Postface à Fosca de I.-U. Tarchetti.

jeudi 13 mai 2010, par Olivier Favier

Où va le roman ? Avant tout, répondrais-je, là où va cet homme.
 
Roberto Roversi


Qui étais-je à trente ans ? Assurément quelqu’un qui ressentait l’amour d’une manière singulièrement proche et pourtant radicalement autre de ce que nous raconte, dans son roman posthume, Iginio Ugo Tarchetti.
Un roman, comme le note fort justement Walter Benjamin, ne nous invite pas à tirer la « morale de l’histoire », comme le ferait un récit ou un conte. Il n’existe, dans l’appréhension solitaire qu’il exige, celle du lecteur, que pour saisir le « sens de la vie ».
Il n’y est donc jamais question d’une expérience universelle, mais de parcours évoqués dans toute leur singularité. Libre à nous de nous identifier aux personnages, même si sur ce point bien sûr, il ne saurait y avoir d’entière satisfaction. La vie qui avance nous éloigne bien souvent de ceux que nous avons aimés, et pour conclure à une parfaite ressemblance, il faudrait nous en tenir à l’image, de celles qu’on voit sur les photographies.

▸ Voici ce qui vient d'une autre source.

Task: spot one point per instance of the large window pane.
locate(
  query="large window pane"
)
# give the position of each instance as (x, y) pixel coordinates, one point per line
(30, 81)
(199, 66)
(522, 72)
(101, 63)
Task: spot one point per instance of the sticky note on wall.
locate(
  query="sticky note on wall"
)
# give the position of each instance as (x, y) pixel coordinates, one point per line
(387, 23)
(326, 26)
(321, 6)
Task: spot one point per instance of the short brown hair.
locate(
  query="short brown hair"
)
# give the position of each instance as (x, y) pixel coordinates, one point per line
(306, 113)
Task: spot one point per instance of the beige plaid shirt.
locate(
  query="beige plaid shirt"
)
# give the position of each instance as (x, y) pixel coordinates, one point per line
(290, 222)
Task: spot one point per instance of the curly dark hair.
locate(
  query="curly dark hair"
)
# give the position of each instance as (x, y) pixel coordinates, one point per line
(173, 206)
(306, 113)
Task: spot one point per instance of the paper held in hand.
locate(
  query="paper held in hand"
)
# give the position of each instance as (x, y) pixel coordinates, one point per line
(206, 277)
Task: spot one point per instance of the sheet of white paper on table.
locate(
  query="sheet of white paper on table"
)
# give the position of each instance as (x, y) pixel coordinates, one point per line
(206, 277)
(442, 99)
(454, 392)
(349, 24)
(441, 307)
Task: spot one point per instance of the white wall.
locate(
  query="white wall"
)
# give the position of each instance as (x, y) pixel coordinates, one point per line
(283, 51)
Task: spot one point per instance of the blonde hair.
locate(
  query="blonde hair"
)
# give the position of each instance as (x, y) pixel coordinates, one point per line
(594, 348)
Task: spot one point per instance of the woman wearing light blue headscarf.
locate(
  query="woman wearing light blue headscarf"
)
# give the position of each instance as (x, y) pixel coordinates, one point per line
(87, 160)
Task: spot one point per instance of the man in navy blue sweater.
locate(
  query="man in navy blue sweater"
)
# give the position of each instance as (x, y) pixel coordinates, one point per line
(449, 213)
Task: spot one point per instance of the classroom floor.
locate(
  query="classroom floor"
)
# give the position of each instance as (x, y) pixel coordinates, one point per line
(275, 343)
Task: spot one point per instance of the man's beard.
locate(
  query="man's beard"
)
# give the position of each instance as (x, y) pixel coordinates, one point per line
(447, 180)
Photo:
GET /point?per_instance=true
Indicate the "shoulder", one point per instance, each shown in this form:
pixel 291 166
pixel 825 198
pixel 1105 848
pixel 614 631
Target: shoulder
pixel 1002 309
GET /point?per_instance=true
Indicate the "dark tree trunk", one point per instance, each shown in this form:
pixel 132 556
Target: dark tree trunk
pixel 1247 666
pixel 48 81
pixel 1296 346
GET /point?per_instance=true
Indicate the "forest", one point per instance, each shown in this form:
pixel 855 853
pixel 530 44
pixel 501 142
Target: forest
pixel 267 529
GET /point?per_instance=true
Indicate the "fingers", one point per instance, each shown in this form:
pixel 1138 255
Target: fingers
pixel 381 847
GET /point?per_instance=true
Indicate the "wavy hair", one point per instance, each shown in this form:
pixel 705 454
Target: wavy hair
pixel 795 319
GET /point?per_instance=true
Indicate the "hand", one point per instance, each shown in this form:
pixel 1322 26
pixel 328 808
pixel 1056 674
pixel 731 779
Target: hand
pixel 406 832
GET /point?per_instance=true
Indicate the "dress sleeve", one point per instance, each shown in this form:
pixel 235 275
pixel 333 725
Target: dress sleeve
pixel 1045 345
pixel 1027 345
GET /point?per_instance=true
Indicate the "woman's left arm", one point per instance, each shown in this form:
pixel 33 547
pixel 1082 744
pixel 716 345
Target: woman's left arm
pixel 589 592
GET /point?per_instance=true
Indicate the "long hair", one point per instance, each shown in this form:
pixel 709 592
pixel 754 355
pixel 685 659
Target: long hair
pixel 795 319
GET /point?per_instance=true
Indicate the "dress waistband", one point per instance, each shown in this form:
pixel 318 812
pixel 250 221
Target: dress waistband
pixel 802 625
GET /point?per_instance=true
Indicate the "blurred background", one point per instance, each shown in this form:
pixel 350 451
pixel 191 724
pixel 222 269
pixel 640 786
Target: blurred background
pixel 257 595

Werther ne nous a-t-il pas appris, du reste, que seule la mort pouvait sceller l’identification du lecteur ?
Dans un roman, ajoute Walter Benjamin, « un homme qui est mort à trente-cinq ans […] apparaît, dans la remémoration, à chaque point de sa vie, comme un homme qui devait mourir à trente-cinq ans ». Devenu son dernier livre, Iginio Ugo Tarchetti nous apparaît comme un homme qui devait mourir à trente ans en le laissant inachevé.
En une dizaine d’années, Tarchetti aura beaucoup écrit, à commencer par des poèmes. De ses nouvelles, on retiendra surtout Les Funestes [1], en italien I fatali, où il dit sa croyance en la prédestination. Il publie deux romans en 1866 et 1867 : Paolina vaut surtout pour le sentiment de dénonciation sociale qui le traverse ; Une noble folie est quant à lui une charge inédite contre le patriotisme ambiant du royaume nouvellement unifié. Ce livre, au demeurant imparfait, choqua d’autant plus qu’il était l’œuvre d’un officier en rupture de ban. À cette époque, l’antimilitarisme de Tarchetti l’amène à se battre en duel avec la plume officielle de l’armée, Edmondo de Amicis, lequel se changera plus tard en un pacifiste militant.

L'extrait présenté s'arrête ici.